Viewers will be able to choose their own adventure when the highly-anticipated and bumped-up Michael Jordan documentary Last Dance begins airing on Sunday night.
According to some exclusive Variety reporting:
"ESPN plans to air two versions of the ten-part project: one, with all the athletes’ rough language intact, will air on the company’s flagship cable network; the other, with profanity edited out, will air simultaneously on ESPN2. “We take a lot of pride in sports as a communal viewing experience. All members of the family get to watch this,” says Connor Schell, executive vice president of content at ESPN, in an interview. “We felt this was the right thing to do.” Hearing the unedited interviews, he adds, “makes it feel more honest and more authentic and raw.”"
Ideas like this is how people rise to lofty positions with VP in their title. Older Jordan fans are ready to tackle the gritty and NSFW aspects of the story, which won't be a fairytale at all.

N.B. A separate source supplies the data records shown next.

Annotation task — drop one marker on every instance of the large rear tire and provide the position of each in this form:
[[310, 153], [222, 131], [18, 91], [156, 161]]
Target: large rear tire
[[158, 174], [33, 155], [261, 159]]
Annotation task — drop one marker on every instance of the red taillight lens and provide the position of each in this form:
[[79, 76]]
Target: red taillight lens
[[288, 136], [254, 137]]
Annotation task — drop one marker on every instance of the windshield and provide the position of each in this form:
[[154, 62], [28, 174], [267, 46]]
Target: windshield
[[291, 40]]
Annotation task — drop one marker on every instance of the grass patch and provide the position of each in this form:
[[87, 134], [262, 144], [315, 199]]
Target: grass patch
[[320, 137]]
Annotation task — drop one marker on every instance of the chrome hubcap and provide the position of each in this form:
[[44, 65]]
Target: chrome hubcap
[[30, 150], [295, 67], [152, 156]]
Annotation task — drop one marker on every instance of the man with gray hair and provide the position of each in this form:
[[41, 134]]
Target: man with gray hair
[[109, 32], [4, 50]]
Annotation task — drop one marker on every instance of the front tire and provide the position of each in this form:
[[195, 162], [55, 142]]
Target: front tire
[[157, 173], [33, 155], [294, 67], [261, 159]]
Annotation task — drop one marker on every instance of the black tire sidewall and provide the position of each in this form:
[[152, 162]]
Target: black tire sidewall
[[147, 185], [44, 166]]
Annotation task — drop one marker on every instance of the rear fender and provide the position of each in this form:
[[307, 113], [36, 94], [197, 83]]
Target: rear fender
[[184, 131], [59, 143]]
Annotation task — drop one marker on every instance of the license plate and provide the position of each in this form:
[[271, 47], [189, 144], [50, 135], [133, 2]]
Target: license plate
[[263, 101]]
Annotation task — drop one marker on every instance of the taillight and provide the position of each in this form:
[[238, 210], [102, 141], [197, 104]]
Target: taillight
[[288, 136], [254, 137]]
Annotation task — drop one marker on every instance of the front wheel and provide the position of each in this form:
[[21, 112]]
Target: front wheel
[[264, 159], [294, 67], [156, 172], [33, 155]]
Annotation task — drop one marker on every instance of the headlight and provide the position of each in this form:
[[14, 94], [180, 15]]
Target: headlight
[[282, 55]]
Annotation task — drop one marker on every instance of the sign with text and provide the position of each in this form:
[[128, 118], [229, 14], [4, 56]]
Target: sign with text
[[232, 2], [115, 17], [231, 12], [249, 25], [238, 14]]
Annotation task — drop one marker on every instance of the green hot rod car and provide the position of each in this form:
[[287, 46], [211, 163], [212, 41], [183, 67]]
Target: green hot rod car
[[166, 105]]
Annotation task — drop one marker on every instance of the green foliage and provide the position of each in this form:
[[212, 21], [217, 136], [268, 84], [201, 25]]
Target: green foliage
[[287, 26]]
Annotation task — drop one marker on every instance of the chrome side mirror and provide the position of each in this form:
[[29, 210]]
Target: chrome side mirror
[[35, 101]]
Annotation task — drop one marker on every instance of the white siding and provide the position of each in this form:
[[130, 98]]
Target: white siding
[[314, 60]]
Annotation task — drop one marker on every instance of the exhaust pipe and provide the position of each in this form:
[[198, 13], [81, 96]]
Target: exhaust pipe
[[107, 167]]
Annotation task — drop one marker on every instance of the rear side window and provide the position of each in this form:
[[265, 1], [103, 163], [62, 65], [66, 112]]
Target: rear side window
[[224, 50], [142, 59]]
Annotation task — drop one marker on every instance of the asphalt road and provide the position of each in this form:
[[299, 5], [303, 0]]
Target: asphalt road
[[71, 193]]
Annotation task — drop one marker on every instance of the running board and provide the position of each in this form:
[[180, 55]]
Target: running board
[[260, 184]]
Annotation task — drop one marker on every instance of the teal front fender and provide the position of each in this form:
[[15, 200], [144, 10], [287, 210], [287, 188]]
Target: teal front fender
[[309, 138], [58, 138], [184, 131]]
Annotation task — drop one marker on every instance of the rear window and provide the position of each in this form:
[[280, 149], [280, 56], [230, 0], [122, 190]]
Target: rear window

Those with kids may want to share the experience with the younger generation.
Bleeping out the curse words and colorful language would be the absolute half-measure. It ruins the flow and makes it seem markedly less real and authentic.
ESPN is no stranger to spreading an event over multiple networks and considering the dearth of other great options, this was a layup move. Of course, not every obviously good idea gets executed, so credit where credit's due.
The network is really chipping away at any conceivable reason a homebound person could conjure up not to watch.